Chi potrebbe mai pensare di gettare una lattina vuota in un luogo da sogno, baciato dagli dei come la Grotta Azzurra di Capri? Chi lascerebbe mai una cartaccia nella cosiddetta Grotta delle Capre, sul promontorio del Circeo, nella Grotta di Tiberio a Sperlonga, a Matera, in Sicilia o in Sardegna?

Eppure, i turisti e gli incivili che lasciano rifiuti deturpando le spelonche più belle d’Italia sono numerosissimi e agiscono in maniera indiscriminata. È per questo che il parlamento sta approntando una nuova proposta di legge.

Come per altri beni naturali, chi inquina, deturpa, sporca o saccheggia rischia di pagare le infrazioni a caro prezzo con multe salate che vanno da 2000 fino a 50.000 euro ma con la nuova normativa le sanzioni saranno più efficaci.

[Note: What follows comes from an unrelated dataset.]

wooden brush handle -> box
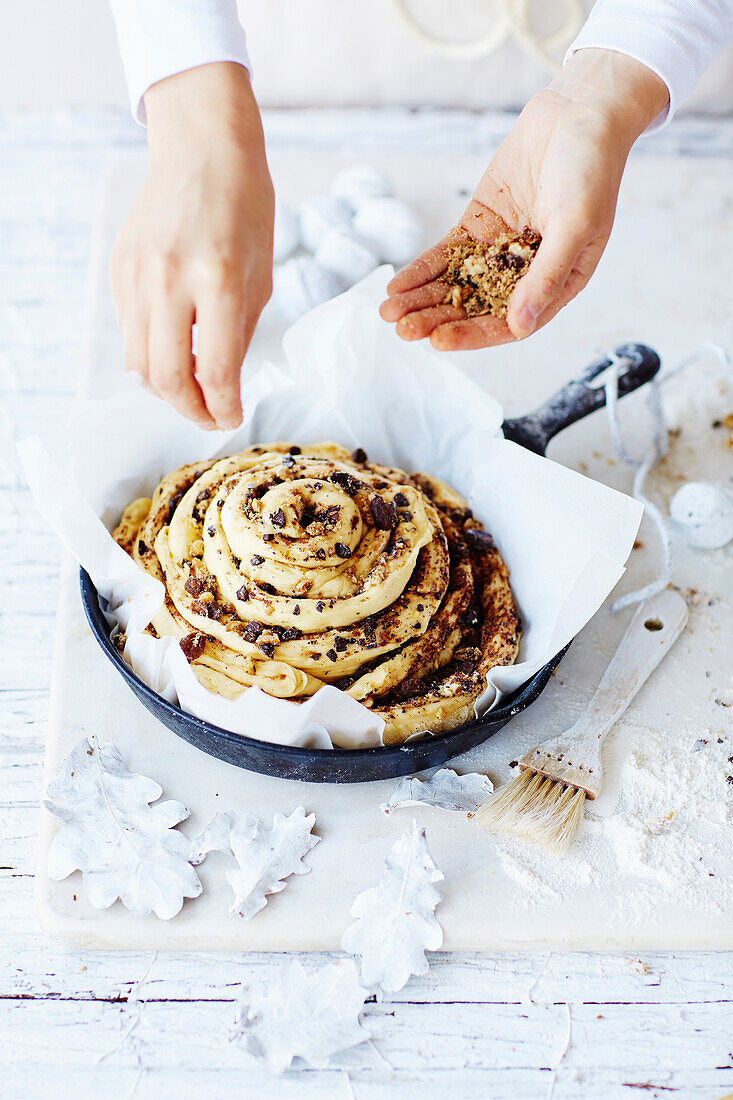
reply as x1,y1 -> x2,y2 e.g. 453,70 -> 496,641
572,589 -> 687,747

L’idea, come spesso quando si tratta di questioni ambientali, arriva dalla  deputata penstastellata Patrizia Terzoni che ha presentato una proposta si legge in commissione Ambiente alla Camera.

L’obiettivo è la ”tutela, la valorizzazione, la gestione, lo sviluppo e l’utilizzo sostenibile del patrimonio geologico e speleologico”, oltre a riconoscerne il ”valore, l’importanza e il pubblico interesse”. A fronte di diverse leggi e regolamenti regionali, infatti, in Italia manca una legge-quadro onnicomprensiva ma, soprattutto, in Italia ad oggi non c’è un registro o un cosiddetto catasto in cui consultare la presenza di  aree carsiche, cavità naturali, grotte, forre o gole, terresti o marine.

Il che è una grave mancanza se si pensa che l’Italia è tra le nazioni più ricche in assoluto di questi tesori che, oltre a rappresentare bellezze naturali di inestimabile valore possono anche essere delle importanti risorse turistiche. “I geositi – scrive al proposito la deputata – devono essere considerati come parte costitutiva del paesaggio e come tali devono essere tutelati dall’articolo 9 della Costituzione.  […] Una particolare attenzione è rivolta alla tutela di questi meravigliosi luoghi e all’istituzione di un catasto nazionale condiviso”.

Si tratterà inoltre di chiarire, conla legge in questione,  il ruolo di diverse associazioni ambientaliste italiane come il Club alpino italiano, la Società speleologica italiana e molte altre e  di promuovere la formazione tecnica degli speleologi e delle guide turistiche.

Considerati come siti di elevato valore ambientale, le grotte e le cavità sono tutelate da norme che vietano l’abbandono di rifiuti, l’alterazione del regime idrico, la rimozione o il danneggiamento di rocce, concrezioni, fossili e reperti paleontologici.

L’inosservanza dei divieti e delle norme di tutela, prevedono sanzioni amministrative piuttosto salate che vanno da 5.000 a 50.000 per l’alterazione del regime idrico; da 2000 a 20.000 euro per l’abbandono di rifiuti e da 5.000 a 50.000 euro in caso di asportazione o danneggiamenti.